8
votes

I would like to know what is considered "best practice" for multi-GPU systems when training networks with TensorFlow.

E.g., one of my networks looks like this:

                         input
                           |
                         (...) <-- convolutional layers
                           |
                       _________
    fully-connected    |       |    fully-connected
    output stream 1 -> |       | <- output stream 2

Does TensorFlow allocate multiple GPUs efficiently? Or should I specify myself which GPU TensorFlow should use for a specific operation?

I have not benchmarked it by now, just started some GPU experiments today. However, at the moment I have not specified which device to use on the convolutional layers but I did specify it for the fully-connected layers:

# flattened information of the last convolutional layer
h_pooln_flat = tf.reshape(...)

with tf.device("/gpu:0"):
    # stream 1 stuff

with tf.device("/gpu:1"):
    # stream 2 stuff

Is this a good idea? Or should leave resource allocation open to TensorFlow?

I guess one single "stream" of convolutional layers can not be computed in parallel?! So it does not matter which device does the convolution-, pooling-, ... part?!

Any tips to get the best performance?

Currently I am training on one node of a Slurm cluster with 2 GPUs but potentially I could train on more nodes, so 4, 6 or even 8 GPUs. However, I guess there would be much overhead with more than 2 GPUs?

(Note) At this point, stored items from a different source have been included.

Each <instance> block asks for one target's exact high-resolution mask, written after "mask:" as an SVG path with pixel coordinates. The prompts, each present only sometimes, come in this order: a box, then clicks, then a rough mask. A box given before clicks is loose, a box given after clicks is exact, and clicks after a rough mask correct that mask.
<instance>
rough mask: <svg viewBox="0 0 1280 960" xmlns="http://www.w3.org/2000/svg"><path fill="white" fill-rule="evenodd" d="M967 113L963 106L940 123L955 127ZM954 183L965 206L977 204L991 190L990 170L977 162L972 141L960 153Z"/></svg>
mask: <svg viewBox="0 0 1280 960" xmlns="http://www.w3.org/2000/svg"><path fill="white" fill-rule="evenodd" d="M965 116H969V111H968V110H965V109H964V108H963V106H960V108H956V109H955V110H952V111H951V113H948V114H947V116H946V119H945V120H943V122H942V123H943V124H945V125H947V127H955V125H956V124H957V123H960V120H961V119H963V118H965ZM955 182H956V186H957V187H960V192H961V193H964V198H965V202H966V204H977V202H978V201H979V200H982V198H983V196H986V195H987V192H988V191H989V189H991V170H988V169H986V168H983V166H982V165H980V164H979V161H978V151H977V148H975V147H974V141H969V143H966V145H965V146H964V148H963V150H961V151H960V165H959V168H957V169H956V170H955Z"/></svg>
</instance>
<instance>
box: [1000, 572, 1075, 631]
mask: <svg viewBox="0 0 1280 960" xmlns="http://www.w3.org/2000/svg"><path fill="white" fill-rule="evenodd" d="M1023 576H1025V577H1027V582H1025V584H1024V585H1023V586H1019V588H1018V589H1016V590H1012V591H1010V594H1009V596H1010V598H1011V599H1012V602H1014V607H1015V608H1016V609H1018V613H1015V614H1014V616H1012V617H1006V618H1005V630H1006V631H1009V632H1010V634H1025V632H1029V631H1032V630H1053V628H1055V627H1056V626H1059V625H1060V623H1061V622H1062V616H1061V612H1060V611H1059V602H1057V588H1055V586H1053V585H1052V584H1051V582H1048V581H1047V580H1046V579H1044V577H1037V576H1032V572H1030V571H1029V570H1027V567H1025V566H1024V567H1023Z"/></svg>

EDIT (slow multi-GPU performance): After some tests I am quite astonished...if I let TensorFlow decide what to allocate and remove the device-specific statements the network trains considerably faster. This was really surprising to me...what could be more effective than having each output stream on one GPU when there are two GPUs total? Additionally it seems (according to the output) that Tensorflow is only using one GPU?!


EDIT2 (NaN values): After some more tests I experienced that my manual setup of gpu:0 for stream 1 and gpu:1 for stream 2 is not only slower than letting TensorFlow decide what to use (and according to the piped script output TensorFlow just uses one GPU) but also sometimes my (I do not know why) my "gpu:0 for stream 1 and gpu:1 for stream 2"-solution just generates NaN values. Like directly or short after the init. Very weird.

Does TensorFlow need some kind of thread locking or manual copy of input data for multiple GPUs?

1
I can't answer your question, but I can point out that in Tensorflow's documentation, they mention that allocation of processors (GPUs and CPUs) are done in a greedy method after allocating user defined placement constraints. Here is the white paper: download.tensorflow.org/paper/whitepaper2015.pdf . See sections 3.2 and 4.3. I'll be curious to see any answers as to the best practices as well.nfmcclure
All the data transfers are done for you, and you don't need to lock input data to prevent NaNs. But you can also get NaN if your optimization divergesYaroslav Bulatov
Yeah, but I never got the NaN problem with my network on a single GPU. I mean in 5 out of 5 experiments it converged normally on a single GPU but in 3 out 5 multi GPU runs I got NaN values. Additionally: why should multi GPU be slower? I mean due to data transfer between the GPUs I did not expect twice the speed but slower?daniel451

1 Answers

6
votes

The logic for default placement of devices lies in simple_placer.cc

I may be missing something in the logic, but from this line it seems that it will put all GPU ops on gpu:0

You can see from implementation that placement strategy doesn't take into account data transfer or computation costs, so manual placement is often better than automatic. For instance, if you are doing some kind of input pipeline, default placement usually places some data processing ops on GPU which makes things slower overall.

As far as your implementation being slow...perhaps there's gpu0->gpu1 copy happening somewhere?

Getting multi-GPU setups to work is very much an open area, let us know what you find!